If you use a 15/16ths scheme you only "lose" a bit more than 7% of your drive to check data, and you gain the ability to avoid really nasty silent corruption. I'm not sure why even a "consumer" RAID solution wouldn't do that (even the RAID-1 folks (mirroring) can use this for a bit more protection, although the mean-bit-error spec still bites them in trying to do a re-silver)
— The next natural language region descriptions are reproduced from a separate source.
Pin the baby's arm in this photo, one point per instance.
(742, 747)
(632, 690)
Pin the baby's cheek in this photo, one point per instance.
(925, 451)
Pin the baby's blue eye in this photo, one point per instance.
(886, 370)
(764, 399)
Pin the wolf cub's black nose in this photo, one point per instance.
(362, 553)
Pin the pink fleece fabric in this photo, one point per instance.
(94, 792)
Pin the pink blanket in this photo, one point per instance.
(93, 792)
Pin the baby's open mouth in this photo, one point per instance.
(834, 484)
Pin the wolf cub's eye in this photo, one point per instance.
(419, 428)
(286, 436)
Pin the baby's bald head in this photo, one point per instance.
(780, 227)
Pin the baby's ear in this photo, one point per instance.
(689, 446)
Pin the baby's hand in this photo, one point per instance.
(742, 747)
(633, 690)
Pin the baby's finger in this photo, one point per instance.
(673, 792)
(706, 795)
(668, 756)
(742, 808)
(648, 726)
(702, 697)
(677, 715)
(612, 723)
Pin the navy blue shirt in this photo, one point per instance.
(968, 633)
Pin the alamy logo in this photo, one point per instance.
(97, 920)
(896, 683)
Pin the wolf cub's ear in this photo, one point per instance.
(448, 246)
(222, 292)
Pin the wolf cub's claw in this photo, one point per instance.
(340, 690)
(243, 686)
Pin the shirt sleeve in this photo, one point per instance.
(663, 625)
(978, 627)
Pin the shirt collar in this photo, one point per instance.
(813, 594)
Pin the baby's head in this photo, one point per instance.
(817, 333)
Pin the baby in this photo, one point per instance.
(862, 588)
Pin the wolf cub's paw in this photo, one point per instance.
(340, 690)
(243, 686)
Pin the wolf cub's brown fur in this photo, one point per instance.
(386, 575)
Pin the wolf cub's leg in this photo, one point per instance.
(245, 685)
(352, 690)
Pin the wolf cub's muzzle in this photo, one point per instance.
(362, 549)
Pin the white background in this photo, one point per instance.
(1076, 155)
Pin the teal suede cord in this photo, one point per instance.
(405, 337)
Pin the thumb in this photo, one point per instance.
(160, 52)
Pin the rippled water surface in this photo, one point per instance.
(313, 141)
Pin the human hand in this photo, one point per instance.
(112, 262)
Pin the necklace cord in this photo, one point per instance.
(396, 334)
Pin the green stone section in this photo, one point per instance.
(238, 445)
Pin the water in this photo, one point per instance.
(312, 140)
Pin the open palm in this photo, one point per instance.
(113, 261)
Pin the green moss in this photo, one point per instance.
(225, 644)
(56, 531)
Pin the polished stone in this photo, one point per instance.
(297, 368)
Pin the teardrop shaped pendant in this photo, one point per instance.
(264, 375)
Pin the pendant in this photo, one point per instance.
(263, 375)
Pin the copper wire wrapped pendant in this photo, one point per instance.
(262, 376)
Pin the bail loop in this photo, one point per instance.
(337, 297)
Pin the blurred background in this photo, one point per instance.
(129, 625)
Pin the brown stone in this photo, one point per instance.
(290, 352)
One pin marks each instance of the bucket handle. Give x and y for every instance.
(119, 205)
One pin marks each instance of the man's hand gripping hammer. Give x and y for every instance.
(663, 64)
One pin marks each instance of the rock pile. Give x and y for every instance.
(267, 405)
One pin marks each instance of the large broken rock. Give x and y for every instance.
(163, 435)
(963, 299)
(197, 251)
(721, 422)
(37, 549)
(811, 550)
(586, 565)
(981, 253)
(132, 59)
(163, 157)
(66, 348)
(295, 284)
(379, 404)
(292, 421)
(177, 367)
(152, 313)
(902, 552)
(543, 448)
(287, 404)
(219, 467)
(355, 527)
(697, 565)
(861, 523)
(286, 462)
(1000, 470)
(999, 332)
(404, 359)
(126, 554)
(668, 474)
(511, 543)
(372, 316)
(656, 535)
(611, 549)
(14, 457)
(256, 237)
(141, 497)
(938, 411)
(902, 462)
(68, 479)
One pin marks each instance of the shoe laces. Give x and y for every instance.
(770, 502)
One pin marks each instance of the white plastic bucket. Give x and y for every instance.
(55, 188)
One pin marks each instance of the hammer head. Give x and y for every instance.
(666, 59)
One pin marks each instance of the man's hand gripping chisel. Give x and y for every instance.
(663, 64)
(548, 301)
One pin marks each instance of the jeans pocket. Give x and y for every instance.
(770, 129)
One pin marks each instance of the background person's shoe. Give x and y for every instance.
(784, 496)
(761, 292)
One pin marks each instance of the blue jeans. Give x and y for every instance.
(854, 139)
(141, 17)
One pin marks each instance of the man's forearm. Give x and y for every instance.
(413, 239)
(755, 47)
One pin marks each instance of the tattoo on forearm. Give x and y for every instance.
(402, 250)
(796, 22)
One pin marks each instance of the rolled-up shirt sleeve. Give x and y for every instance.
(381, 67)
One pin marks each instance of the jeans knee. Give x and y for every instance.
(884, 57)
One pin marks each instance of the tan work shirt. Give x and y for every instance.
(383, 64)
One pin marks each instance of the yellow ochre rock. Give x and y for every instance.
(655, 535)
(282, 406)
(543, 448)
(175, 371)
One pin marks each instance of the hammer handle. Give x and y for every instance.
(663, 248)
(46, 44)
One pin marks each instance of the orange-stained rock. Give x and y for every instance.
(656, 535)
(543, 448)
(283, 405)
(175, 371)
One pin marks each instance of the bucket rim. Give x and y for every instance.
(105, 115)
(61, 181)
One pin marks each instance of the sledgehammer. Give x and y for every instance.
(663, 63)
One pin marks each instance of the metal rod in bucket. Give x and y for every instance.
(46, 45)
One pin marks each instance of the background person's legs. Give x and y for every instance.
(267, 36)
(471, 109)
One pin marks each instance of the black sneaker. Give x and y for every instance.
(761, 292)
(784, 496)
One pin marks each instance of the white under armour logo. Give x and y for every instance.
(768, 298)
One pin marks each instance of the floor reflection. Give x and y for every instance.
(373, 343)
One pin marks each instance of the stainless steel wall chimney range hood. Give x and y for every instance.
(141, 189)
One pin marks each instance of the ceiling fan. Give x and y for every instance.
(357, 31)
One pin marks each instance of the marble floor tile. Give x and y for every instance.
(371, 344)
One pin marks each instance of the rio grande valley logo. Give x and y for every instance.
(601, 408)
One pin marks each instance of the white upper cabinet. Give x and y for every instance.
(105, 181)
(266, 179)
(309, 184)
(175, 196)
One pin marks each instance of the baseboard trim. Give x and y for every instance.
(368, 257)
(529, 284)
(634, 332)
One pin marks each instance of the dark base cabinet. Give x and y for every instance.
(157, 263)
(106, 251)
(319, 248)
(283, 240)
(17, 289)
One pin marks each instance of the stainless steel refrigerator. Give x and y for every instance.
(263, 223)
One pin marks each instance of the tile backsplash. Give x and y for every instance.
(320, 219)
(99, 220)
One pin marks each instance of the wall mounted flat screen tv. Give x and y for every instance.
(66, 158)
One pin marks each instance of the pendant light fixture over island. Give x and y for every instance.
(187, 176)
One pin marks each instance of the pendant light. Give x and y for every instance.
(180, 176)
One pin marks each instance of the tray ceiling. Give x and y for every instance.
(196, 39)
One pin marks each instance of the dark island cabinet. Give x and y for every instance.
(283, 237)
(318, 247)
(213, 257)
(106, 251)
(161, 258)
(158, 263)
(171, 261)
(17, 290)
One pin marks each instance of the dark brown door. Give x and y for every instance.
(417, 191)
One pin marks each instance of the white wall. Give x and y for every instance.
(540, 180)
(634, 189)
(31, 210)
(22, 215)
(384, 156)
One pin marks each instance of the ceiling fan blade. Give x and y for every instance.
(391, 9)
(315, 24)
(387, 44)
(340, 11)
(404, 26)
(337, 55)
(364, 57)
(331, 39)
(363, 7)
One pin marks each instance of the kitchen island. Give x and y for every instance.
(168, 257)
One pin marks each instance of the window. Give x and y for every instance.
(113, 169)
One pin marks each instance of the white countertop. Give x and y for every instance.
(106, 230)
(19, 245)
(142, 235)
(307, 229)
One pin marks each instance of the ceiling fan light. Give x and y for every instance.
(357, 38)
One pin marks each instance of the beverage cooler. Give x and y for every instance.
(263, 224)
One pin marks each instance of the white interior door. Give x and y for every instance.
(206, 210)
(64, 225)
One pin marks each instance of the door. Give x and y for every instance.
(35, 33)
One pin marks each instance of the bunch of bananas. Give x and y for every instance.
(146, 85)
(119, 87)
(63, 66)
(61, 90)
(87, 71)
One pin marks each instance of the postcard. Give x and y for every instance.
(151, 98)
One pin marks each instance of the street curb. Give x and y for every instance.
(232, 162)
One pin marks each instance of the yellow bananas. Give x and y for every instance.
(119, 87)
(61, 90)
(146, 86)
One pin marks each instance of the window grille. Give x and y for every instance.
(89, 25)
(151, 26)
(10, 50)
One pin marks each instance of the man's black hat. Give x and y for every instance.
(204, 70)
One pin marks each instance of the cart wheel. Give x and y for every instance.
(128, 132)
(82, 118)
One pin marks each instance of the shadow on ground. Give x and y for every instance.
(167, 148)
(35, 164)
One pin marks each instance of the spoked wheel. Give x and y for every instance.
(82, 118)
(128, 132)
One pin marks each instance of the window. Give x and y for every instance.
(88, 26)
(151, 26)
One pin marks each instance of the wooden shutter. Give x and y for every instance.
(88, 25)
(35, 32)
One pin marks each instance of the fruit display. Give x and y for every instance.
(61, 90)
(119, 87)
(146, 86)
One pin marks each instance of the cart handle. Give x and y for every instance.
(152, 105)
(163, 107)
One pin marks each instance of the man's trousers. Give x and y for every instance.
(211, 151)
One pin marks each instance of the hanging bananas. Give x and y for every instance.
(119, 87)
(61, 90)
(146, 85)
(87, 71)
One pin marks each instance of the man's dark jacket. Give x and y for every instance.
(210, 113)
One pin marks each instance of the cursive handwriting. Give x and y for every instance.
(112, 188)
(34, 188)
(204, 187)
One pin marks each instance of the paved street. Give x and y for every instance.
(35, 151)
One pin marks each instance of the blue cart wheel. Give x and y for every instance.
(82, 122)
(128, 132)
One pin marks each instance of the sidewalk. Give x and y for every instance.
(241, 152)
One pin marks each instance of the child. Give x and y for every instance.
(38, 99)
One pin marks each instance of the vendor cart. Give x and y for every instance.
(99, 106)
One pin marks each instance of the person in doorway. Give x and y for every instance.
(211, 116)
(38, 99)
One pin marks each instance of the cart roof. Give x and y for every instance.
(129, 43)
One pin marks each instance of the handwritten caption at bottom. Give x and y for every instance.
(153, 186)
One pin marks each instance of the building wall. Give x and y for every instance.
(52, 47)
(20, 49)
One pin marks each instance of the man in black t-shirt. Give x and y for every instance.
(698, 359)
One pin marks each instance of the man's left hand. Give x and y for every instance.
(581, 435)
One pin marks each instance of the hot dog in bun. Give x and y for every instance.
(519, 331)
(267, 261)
As for Google, If you'd like to understand the choice they made (and may un-make) you have to look at the cost of adding an available disk. The 'magic' thing they figured out was they were adding lots and lots of machines, and most of those machines had a small kernel, a few apps, and some memory, and an unused IDE (later SATA) port or ports. So adding another disk to the pizza box was "free" (and if you look at the server in the Computer History Museum you will see they just wrapped a piece of velcro around the disk and stuck it down next to the motherboard on the 'pizza pan'.) In that model an R3 system which takes no computation (its just copying, no ECC computation) with data "chunks" (in the GFS sense) which had built in check bits) and voila "free" storage. And that really is very cost effective if you have stuff for the CPUs to do, it breaks down when the amount of storage you need exceeds what you can acquire by either adding a drive to a machine with a spare port, or replacing all the drives with their denser next generation model. Steve Kleiman the former CTO of NetApp used to model storage with what he called a 'slot tax' which was the marginal cost of adding a drive to the network (so fraction of a power supply, chassis, cabling, I/O card, and carrier (if there was one)). Installing in pre-existing machines at Google the slot tax was as close to zero as you can reasonably make it.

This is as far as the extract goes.